DeSeze et al. (2004) established that RTX was similarly effective in increasing bladder capacity when compared to CAP. CAP was significantly more effective at increasing urgency delay (p<0.01) but there was only a trend to greater maximum bladder capacity in favour of CAP. The increase in persistent clinical improvements due to RTX over CAP at 90 days follow-up was not statistically significant. Although there was also a statistically significant increase in suprapubic pain with CAP, it was clinically tolerable and brief (p<0.04).
Despite non-significant findings reported in a small non-RCT by Shin et al. (2006), the efficacy of RTX has been confirmed one RCT (Silva et al. 2005) and two pre-post studies (Watanabe et al. 2004; Lazzeri et al. 1998). Compared to placebo, Silva et al. (2005) found that RTX was responsible for significantly increased volume of first involuntary detrusor contraction (p=0.03), maximum cystometric capacity (p=0.02), decreased urinary frequency (p=0.01) and incontinence (p=0.03) with similar side effects as compared to placebo. Kim et al. (2003) confirmed the improvements in SCI bladder function and further investigated the effect of RTX dosing. Despite the small sample size in each dose category, maximum cystometric capacity increased by 53% and 48% for doses of 0.5 uM and 1.0 uM, respectively, by 3 weeks post-treatment. Similarly, incontinence episodes decreased by 51.9% and 52.7%, respectively.

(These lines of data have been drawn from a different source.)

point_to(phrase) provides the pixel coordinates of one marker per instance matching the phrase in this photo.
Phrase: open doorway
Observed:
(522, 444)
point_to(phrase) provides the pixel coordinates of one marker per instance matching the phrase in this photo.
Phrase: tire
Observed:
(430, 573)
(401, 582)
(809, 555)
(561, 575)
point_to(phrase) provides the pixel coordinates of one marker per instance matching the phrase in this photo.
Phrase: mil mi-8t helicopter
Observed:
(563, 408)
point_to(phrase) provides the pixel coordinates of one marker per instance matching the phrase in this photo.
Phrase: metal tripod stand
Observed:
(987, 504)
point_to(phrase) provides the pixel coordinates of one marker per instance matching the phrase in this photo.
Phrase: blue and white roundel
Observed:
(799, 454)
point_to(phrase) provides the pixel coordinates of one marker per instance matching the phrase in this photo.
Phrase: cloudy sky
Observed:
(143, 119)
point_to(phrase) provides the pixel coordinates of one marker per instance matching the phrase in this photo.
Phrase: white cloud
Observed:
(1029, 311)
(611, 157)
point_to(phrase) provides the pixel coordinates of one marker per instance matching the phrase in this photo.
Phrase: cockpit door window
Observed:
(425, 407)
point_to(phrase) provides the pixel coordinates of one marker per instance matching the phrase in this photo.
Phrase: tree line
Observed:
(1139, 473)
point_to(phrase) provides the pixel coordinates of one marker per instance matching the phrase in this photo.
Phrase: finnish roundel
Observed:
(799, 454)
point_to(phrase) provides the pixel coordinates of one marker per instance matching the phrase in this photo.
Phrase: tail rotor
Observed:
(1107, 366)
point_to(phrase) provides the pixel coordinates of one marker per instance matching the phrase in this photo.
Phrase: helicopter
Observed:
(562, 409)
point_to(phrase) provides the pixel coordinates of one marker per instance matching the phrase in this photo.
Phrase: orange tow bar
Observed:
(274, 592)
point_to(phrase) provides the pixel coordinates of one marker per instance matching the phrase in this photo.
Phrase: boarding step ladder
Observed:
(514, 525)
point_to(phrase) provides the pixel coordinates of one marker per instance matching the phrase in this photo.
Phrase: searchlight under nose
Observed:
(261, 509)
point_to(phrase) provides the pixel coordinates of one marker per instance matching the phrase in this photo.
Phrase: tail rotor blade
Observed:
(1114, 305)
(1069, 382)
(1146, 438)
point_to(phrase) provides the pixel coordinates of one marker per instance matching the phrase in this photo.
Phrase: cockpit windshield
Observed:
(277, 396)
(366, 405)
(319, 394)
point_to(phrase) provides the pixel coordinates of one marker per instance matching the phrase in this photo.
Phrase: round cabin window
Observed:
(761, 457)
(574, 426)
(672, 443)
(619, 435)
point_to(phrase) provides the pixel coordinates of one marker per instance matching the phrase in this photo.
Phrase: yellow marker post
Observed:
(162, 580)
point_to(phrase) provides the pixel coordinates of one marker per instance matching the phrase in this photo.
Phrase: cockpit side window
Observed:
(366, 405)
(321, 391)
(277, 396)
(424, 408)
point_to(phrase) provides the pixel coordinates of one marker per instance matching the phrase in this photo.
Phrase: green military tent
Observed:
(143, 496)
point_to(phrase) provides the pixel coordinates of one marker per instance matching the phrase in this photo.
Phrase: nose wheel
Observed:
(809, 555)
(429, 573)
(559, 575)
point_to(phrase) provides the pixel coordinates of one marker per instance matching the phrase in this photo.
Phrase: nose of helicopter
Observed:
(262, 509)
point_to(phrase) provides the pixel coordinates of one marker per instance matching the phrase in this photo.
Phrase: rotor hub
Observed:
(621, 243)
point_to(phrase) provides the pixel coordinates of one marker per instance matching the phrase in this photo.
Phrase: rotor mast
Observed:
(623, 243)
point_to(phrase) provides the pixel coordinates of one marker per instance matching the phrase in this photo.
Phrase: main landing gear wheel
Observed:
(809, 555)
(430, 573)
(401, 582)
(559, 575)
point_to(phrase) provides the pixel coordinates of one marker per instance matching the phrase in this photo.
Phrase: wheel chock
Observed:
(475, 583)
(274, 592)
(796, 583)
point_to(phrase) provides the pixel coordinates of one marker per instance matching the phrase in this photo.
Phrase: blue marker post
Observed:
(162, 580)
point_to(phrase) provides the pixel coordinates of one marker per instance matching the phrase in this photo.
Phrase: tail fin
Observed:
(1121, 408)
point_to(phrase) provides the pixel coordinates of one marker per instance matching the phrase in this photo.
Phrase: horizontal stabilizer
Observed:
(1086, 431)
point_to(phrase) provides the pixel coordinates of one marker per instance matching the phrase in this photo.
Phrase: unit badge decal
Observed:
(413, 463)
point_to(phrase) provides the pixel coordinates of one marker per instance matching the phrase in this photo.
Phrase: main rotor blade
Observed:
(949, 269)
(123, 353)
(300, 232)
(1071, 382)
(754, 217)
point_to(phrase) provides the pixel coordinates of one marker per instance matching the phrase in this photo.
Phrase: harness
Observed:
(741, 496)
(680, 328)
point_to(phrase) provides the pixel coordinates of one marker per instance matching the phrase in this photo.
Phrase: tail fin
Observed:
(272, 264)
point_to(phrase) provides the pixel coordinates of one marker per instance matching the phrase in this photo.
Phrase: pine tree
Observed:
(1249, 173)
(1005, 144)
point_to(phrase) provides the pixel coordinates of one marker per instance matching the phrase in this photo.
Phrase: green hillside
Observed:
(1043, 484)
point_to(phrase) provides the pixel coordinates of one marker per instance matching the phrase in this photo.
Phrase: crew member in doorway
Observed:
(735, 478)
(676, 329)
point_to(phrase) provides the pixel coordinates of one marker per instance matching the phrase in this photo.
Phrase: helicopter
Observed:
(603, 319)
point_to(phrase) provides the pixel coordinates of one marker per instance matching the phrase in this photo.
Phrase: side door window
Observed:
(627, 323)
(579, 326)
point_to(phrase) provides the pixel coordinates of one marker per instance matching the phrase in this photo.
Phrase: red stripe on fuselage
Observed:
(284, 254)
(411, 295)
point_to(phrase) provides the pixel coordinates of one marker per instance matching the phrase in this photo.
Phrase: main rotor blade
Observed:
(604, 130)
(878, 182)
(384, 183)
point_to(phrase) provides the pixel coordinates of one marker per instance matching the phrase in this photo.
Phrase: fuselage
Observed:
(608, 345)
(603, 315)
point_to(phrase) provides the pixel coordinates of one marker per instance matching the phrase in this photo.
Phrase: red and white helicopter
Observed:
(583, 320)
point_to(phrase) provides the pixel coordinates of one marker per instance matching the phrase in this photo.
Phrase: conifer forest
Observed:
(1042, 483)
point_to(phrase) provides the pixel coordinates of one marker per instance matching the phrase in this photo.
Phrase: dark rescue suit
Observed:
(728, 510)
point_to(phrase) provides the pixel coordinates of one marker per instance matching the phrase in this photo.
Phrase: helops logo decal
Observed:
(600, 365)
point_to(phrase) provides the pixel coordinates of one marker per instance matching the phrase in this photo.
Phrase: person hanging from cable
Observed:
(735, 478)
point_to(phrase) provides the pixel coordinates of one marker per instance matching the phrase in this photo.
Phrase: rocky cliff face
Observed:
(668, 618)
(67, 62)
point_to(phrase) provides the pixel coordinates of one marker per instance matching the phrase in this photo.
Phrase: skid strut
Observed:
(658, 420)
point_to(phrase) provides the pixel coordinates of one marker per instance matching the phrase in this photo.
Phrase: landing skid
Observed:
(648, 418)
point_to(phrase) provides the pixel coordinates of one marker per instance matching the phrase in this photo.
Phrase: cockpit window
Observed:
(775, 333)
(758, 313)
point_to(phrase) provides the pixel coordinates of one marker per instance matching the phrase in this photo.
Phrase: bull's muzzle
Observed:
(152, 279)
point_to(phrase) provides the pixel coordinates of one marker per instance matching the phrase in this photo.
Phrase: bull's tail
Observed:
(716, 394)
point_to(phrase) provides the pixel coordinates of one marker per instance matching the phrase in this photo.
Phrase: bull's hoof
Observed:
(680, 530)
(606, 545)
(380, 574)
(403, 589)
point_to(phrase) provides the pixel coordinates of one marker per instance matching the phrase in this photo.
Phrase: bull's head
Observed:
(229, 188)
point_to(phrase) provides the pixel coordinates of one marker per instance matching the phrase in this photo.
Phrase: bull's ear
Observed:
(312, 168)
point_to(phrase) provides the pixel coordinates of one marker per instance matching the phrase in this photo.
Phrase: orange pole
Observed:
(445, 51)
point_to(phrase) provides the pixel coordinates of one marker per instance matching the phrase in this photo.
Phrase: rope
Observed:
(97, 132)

There is level 1a evidence (from four RCTs and three level 4 studies; Silva et al. 2005; deSeze et al. 2004; Kim et al. 2003; deSeze et al. 1998) that the use of vanillanoid compounds such as capsaicin or resiniferatoxin increases maximum bladder capacity, and decreases urinary frequency, leakages, and pressure in neurogenic detrusor overactivity of spinal origin.
There is level 4 evidence (from one post test study; Dasgupta et al. 1998) that intravesical capsaicin instillation in bladders of individuals with SCI does not increase the rate of common bladder cancers after 5 years of use.
Vanillanoid compounds such as capsaicin or resiniferatoxin increase maximum bladder capacity, and decreases urinary frequency, leakages, and pressure in neurogenic detrusor overactivity.
Intravesical capsaicin instillation in bladders of individuals with SCI does not increase the rate of common bladder cancers after 5 years of use.